How are Correlation and Causation Supported and Improved by the Semantic Layer?

The current correlation-based feature engineering process is supported and extended by the Semantic Layer. Even with a handful of features, monitoring the changes in the source data sets, the derived data sets, the feature engineering process, and changes in model performance (including model degradation measurements) is a daunting task.

The Semantic Layer adds an environment where these metrics and measures can reside and they can be managed. Then they can be used to understand the past, current, and future state of our analytical models, applications, and environments.

When we move to a Causal-based feature engineering process, the number of factors will increase exponentially. Instead of considering a few hundred or thousand variables, our systems will be evaluating millions, or maybe billions, of variables and possibly even more since the environments will be automated. Without the limitations of people executing the feature engineering process, the possibilities can be considered limitless.

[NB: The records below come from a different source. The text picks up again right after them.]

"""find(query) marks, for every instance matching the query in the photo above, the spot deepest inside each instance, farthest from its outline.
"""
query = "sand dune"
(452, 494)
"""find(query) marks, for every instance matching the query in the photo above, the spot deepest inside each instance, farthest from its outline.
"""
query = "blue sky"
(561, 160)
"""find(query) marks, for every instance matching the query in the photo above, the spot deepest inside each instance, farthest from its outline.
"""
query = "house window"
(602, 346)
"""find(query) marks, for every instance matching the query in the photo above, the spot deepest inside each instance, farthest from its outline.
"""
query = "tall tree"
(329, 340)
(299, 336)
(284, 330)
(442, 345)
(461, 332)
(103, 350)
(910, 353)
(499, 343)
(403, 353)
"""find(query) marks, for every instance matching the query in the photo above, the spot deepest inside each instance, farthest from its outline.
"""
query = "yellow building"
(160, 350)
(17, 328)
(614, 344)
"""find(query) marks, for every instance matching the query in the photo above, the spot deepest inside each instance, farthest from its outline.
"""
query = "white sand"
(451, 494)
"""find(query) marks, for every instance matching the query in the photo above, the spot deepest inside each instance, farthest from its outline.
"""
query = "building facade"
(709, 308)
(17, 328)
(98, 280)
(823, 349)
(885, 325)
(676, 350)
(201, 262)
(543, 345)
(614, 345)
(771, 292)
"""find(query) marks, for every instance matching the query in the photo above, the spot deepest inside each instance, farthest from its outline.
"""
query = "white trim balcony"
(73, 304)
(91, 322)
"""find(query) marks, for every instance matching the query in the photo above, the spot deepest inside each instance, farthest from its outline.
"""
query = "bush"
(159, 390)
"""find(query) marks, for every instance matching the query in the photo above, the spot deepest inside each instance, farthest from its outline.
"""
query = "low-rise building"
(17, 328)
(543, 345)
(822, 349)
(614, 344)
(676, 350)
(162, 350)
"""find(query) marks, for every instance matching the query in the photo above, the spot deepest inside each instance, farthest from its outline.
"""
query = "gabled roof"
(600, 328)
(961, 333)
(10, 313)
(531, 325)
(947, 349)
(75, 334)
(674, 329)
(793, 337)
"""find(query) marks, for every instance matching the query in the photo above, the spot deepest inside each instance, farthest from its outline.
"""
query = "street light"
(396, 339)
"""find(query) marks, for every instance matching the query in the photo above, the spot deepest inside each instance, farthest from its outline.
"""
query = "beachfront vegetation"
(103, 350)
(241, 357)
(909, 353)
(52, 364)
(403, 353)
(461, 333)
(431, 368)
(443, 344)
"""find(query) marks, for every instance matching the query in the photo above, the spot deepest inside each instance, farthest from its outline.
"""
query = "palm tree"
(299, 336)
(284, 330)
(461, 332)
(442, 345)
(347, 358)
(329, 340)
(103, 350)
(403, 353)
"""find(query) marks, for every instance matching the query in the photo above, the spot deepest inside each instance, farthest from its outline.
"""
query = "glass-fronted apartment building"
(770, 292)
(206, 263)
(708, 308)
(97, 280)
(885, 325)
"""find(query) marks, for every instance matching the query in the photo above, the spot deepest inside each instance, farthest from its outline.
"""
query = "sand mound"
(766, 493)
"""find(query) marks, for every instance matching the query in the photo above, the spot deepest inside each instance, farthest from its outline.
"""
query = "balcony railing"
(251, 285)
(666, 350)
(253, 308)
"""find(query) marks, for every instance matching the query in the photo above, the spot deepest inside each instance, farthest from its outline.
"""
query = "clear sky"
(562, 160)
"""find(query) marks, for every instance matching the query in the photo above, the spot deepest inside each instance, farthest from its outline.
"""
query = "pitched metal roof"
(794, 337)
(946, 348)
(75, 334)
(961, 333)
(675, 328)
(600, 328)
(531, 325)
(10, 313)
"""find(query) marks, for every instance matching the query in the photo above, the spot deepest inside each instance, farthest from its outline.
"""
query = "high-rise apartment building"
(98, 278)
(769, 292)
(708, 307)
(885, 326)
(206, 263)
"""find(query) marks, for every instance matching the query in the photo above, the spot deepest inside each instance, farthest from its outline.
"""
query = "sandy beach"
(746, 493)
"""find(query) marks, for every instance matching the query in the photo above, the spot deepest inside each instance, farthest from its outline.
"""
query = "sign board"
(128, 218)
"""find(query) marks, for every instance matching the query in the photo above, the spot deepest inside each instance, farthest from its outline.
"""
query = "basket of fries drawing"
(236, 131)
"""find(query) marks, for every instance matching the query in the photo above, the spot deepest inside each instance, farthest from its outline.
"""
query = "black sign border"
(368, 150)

Considering the amount of data that will be ingested and analyzed, the Semantic Layer will be crucial to maintaining an understanding of the past, current, and future state of the analytical environment in total, and having a clear picture of the components of the analytical models, the source data, and features that those models are leveraging.

The Semantic Layer will be where the changes in data, models, and applications will be logged and maintained. It will also be the core repository for all the information that supports the scalable, automated, robust implementation of Causal AI, which will lead to xAI.

The Semantic Layer is the cornerstone in the foundation of these exciting developments in the AI and Data Science markets.

The Next Steps in Data Science and AI: Causality Supported by the Semantic Layer

Our data science and AI environments are scaling quickly and enabling the inclusion of an impressive breadth and depth of data for use in our models and applications.

The innovation of causal algebra and causal feature engineering will drive the scale and speed of Data Science and AI to even further heights. These developments are creating new opportunities to take Data Science and AI into new operational areas for all industries.

When the Data Science teams are asked about the velocity, variety, and veracity of the data being used, it can be challenging to answer the questions concisely and with a high degree of insight and confidence. The Semantic Layer is the perfect complement to this new high velocity, high volume, and high dimensionality approach to Data Science.

As we move forward with these intriguing developments in the analytical world, we will see the Semantic Layer there in lock step with these new and interesting applications.